What is the difference between a clustered and a non-clustered index?
sql-mid-001
Your answer
Answer as you would in a real interview — explain your thinking, not just the conclusion.
Model answer
A clustered index determines the physical order of rows on disk — the table's data pages are sorted according to the clustered index key. Because of this, a table can only have one clustered index, and it is usually the primary key. A range scan on the clustered key is very efficient because the rows are physically adjacent. A non-clustered index is a separate structure that stores the index key plus a pointer (row ID or clustered key) back to the actual row, so you pay an extra lookup to fetch non-indexed columns. When a query can be satisfied entirely from the non-clustered index columns it becomes a 'covering index' and avoids the lookup altogether.

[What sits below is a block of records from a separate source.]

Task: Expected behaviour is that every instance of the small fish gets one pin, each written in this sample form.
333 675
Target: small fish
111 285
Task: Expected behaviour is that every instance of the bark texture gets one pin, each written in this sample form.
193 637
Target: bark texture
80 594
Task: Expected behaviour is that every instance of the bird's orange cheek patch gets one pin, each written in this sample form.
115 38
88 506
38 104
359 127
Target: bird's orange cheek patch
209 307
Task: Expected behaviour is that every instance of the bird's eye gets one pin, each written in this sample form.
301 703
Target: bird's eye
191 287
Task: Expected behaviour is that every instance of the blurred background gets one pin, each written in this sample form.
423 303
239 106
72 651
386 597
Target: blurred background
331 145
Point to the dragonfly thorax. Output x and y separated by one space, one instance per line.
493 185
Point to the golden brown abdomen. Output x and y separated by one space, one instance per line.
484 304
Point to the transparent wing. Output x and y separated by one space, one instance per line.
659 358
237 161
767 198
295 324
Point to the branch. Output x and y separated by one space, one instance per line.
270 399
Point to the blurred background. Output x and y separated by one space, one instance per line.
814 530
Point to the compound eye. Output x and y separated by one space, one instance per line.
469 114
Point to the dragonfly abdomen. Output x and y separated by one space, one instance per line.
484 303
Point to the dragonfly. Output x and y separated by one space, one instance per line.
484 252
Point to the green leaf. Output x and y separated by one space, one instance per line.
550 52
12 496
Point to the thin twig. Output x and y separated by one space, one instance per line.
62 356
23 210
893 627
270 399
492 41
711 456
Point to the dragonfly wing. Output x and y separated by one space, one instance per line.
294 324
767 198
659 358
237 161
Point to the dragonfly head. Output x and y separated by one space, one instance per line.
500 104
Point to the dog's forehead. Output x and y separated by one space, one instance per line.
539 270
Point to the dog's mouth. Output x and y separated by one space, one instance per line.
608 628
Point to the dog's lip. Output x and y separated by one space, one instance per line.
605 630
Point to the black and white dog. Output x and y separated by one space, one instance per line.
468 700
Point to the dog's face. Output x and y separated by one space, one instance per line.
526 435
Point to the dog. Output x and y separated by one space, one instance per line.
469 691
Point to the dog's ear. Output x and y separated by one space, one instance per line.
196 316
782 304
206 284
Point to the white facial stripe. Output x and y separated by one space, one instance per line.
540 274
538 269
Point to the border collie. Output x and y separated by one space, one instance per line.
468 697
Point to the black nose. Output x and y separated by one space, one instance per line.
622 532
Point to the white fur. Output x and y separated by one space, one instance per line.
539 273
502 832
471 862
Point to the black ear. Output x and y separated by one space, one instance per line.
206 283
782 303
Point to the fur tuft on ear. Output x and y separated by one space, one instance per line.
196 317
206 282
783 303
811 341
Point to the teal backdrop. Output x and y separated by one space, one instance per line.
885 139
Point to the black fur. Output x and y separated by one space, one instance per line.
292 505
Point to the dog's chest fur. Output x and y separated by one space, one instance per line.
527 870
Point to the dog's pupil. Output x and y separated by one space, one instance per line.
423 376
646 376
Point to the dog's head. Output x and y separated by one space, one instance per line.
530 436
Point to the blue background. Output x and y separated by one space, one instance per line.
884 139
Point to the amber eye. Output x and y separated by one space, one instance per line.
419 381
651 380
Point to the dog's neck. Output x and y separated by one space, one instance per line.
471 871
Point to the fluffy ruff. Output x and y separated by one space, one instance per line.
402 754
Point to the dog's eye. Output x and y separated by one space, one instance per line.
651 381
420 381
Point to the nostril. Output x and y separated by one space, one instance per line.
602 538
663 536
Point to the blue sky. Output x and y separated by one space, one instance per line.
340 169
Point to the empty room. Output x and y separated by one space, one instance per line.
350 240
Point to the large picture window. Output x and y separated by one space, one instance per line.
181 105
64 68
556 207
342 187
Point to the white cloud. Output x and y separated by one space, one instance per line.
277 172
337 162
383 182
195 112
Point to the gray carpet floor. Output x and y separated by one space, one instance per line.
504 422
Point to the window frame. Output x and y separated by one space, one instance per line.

In SQL Server the heap (table without a clustered index) uses RID lookups; in PostgreSQL all indexes are non-clustered but CLUSTER command can physically reorder the heap once.
Code example
-- SQL Server: clustered index is created on PK by default
CREATE TABLE orders (
id INT PRIMARY KEY CLUSTERED, -- clustered
customer_id INT,
status VARCHAR(20),
created_at DATETIME2
);
-- Non-clustered index — separate structure, pointer to row
CREATE NONCLUSTERED INDEX idx_nc_status
ON orders(status)
INCLUDE (customer_id, created_at); -- covering adds columns
-- PostgreSQL equivalent
CREATE INDEX idx_status ON orders(status) INCLUDE (customer_id, created_at);
Follow-up
When a non-clustered index lookup performs a 'key lookup' back to the base table, what is the performance implication, and how would you fix it?